Friday - Sunday, 15-17 October 2010
::: Philosophy of Scientific Experimentation
::: More photos
Allan Franklin is a defining figure in the philosophy of scientific experimentation. Few discussions of the topic proceed very far without mentioning his many books on experiment or even his Stanford Encyclopedia article, "Experiments in Physics."
When it came to organizing a conference on scientific experimentation, Sloboan Perovic, the program chair, and I had settled quickly on him. It seemed quite fitting that Allan would serve on its program committee, helping us wade through the flood of proposals for papers; and that he would now be the opening keynote speaker.
Moments ago, as I sat in his talk, it was clear yet again how Allan had secured his position. Only a few minutes into the presentation, he was recounting a splendid instance of how those without an experimental orientation can miss something very important.

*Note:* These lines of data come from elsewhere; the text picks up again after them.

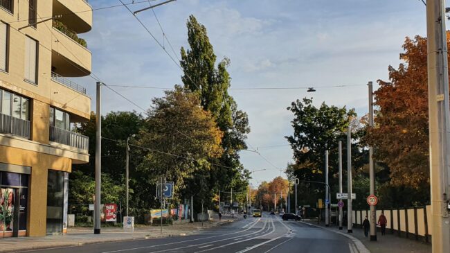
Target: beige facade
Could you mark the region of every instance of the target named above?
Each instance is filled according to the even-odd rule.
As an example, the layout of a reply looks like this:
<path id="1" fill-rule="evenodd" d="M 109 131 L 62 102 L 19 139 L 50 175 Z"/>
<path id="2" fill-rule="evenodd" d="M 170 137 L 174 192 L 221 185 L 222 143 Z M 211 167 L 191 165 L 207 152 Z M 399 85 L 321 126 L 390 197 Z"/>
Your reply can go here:
<path id="1" fill-rule="evenodd" d="M 64 230 L 66 207 L 54 203 L 64 176 L 66 204 L 67 173 L 59 172 L 89 162 L 89 139 L 70 124 L 91 112 L 85 89 L 66 78 L 91 73 L 91 53 L 77 34 L 91 30 L 91 10 L 86 0 L 0 1 L 0 204 L 11 210 L 0 237 L 3 229 L 6 236 L 58 233 L 62 220 Z"/>

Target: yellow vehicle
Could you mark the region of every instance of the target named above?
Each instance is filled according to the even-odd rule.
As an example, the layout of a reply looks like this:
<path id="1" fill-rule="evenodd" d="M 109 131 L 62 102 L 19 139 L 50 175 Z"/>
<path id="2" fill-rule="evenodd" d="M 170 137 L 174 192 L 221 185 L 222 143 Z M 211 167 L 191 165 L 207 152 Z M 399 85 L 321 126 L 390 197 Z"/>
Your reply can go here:
<path id="1" fill-rule="evenodd" d="M 253 210 L 253 217 L 261 217 L 261 210 L 260 209 L 254 209 Z"/>

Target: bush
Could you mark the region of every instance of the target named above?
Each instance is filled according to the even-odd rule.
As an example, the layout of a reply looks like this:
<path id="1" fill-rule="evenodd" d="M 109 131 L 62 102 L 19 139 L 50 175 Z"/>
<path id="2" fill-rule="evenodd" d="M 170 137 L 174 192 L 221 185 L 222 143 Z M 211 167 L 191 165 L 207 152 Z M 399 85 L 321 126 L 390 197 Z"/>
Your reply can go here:
<path id="1" fill-rule="evenodd" d="M 60 30 L 61 33 L 65 34 L 71 39 L 78 42 L 78 44 L 80 44 L 80 45 L 84 47 L 87 47 L 87 43 L 86 43 L 86 40 L 82 38 L 79 38 L 78 35 L 77 35 L 77 33 L 75 33 L 75 31 L 73 31 L 73 30 L 67 27 L 62 21 L 58 20 L 53 20 L 53 26 L 54 28 Z"/>
<path id="2" fill-rule="evenodd" d="M 173 225 L 173 223 L 174 220 L 172 217 L 163 217 L 163 225 Z M 154 226 L 159 226 L 161 225 L 161 218 L 154 218 L 152 225 Z"/>

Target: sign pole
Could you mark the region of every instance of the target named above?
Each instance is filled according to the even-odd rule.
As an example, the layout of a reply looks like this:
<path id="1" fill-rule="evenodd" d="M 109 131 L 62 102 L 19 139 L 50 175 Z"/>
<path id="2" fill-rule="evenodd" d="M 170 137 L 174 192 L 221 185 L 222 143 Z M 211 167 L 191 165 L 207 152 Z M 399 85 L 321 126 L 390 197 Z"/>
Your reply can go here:
<path id="1" fill-rule="evenodd" d="M 353 210 L 352 207 L 352 132 L 350 122 L 347 131 L 347 232 L 353 232 Z"/>
<path id="2" fill-rule="evenodd" d="M 328 150 L 325 151 L 325 227 L 330 226 L 330 210 L 328 209 L 328 204 L 330 196 L 328 195 Z"/>
<path id="3" fill-rule="evenodd" d="M 369 87 L 369 126 L 373 128 L 373 95 L 372 82 Z M 369 177 L 370 195 L 375 194 L 375 170 L 373 163 L 373 146 L 369 147 Z M 377 241 L 377 209 L 375 205 L 370 206 L 370 241 Z"/>
<path id="4" fill-rule="evenodd" d="M 159 188 L 159 200 L 161 201 L 161 234 L 163 234 L 163 184 L 164 178 L 161 177 L 161 185 Z"/>
<path id="5" fill-rule="evenodd" d="M 342 141 L 339 141 L 339 193 L 342 193 Z M 342 202 L 342 199 L 339 199 L 339 202 Z M 342 230 L 343 218 L 342 206 L 339 205 L 339 230 Z"/>

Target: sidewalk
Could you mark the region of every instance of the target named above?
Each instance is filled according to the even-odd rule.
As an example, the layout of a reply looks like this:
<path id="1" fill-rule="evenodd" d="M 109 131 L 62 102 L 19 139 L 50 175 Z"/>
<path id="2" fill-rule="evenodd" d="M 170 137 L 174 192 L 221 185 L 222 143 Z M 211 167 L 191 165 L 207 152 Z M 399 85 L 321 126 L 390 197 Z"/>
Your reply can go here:
<path id="1" fill-rule="evenodd" d="M 67 234 L 61 236 L 48 236 L 44 237 L 19 237 L 0 239 L 0 252 L 12 252 L 49 247 L 79 246 L 86 244 L 151 239 L 167 236 L 183 236 L 194 234 L 209 227 L 219 226 L 231 220 L 215 220 L 194 223 L 178 223 L 174 225 L 163 226 L 163 234 L 160 227 L 145 226 L 135 227 L 133 233 L 124 232 L 118 227 L 102 228 L 100 234 L 93 234 L 93 229 L 89 227 L 71 227 Z"/>
<path id="2" fill-rule="evenodd" d="M 370 241 L 369 237 L 364 236 L 364 232 L 361 228 L 353 227 L 353 233 L 347 233 L 347 226 L 343 226 L 343 230 L 339 230 L 336 225 L 330 225 L 330 227 L 325 227 L 323 223 L 317 224 L 316 221 L 305 221 L 306 223 L 310 223 L 314 225 L 318 225 L 325 229 L 329 229 L 335 232 L 341 232 L 349 234 L 361 241 L 368 250 L 372 253 L 378 252 L 395 252 L 395 253 L 429 253 L 431 252 L 431 245 L 411 240 L 405 238 L 401 238 L 390 234 L 386 229 L 386 234 L 381 236 L 381 233 L 377 233 L 377 241 Z"/>

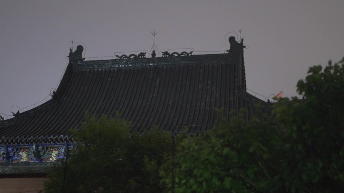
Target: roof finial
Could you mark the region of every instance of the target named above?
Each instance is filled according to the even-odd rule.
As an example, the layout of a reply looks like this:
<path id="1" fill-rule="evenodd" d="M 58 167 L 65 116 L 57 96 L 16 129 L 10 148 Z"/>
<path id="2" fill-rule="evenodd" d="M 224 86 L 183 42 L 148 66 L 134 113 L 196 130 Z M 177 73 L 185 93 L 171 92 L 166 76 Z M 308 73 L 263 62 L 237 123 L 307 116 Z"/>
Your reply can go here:
<path id="1" fill-rule="evenodd" d="M 155 51 L 157 51 L 157 46 L 155 45 L 155 35 L 157 34 L 157 32 L 155 31 L 155 29 L 153 29 L 153 32 L 150 31 L 150 33 L 153 36 L 153 46 L 150 49 L 150 52 L 152 53 L 152 58 L 155 58 L 156 54 L 155 54 Z"/>

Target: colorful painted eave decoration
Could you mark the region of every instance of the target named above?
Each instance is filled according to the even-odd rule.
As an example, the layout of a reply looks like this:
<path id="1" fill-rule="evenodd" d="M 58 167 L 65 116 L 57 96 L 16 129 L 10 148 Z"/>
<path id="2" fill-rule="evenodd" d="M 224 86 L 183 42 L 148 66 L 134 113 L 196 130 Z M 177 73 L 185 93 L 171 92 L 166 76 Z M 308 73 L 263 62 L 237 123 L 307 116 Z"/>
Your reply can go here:
<path id="1" fill-rule="evenodd" d="M 68 149 L 67 148 L 68 147 Z M 0 146 L 1 163 L 55 162 L 76 150 L 74 144 L 9 145 Z"/>

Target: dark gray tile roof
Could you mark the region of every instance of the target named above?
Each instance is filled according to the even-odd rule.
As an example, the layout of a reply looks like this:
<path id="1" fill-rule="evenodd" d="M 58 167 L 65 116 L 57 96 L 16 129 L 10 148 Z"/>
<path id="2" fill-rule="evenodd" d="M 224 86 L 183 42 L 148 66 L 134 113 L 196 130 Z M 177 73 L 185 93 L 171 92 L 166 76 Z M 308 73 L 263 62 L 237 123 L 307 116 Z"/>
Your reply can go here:
<path id="1" fill-rule="evenodd" d="M 86 111 L 98 116 L 118 112 L 132 122 L 133 129 L 155 125 L 173 133 L 185 127 L 196 132 L 211 128 L 214 108 L 224 107 L 228 116 L 243 107 L 249 116 L 260 100 L 245 92 L 238 58 L 223 54 L 70 63 L 54 98 L 0 122 L 0 144 L 72 141 L 68 130 L 80 128 Z"/>

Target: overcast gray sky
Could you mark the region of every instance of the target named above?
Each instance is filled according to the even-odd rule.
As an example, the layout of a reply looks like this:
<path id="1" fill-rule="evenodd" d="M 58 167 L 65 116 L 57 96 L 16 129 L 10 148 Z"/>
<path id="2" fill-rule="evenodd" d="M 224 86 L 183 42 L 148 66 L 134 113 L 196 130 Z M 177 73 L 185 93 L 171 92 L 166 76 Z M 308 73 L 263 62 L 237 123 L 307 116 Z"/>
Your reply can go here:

We are used to the idea that experiments return results. It is easy to imagine that the getting of the results is a mechanical operation. It is not so different, we easily imagine, from working a problem set in a text book. All the interesting work is done in working on the problems. Eventually we need to check our answers. We do that by looking in the back of the book. That last step is analogous to experiment. We get an authoritative answer and there's not much point in thinking too hard about how we got it. How much is there to say about flipping to the back of the book?
The reality of it is a little more subtle and a lot more interesting. The results recovered in high energy particle physics come through some occurrence that rises above the background noise. In the 1950s and 60s, Allan recalled, identifying them was simple. He flashed a graph onto the screen. There was a curve identifying background levels. On one side was a big spike. That was the result.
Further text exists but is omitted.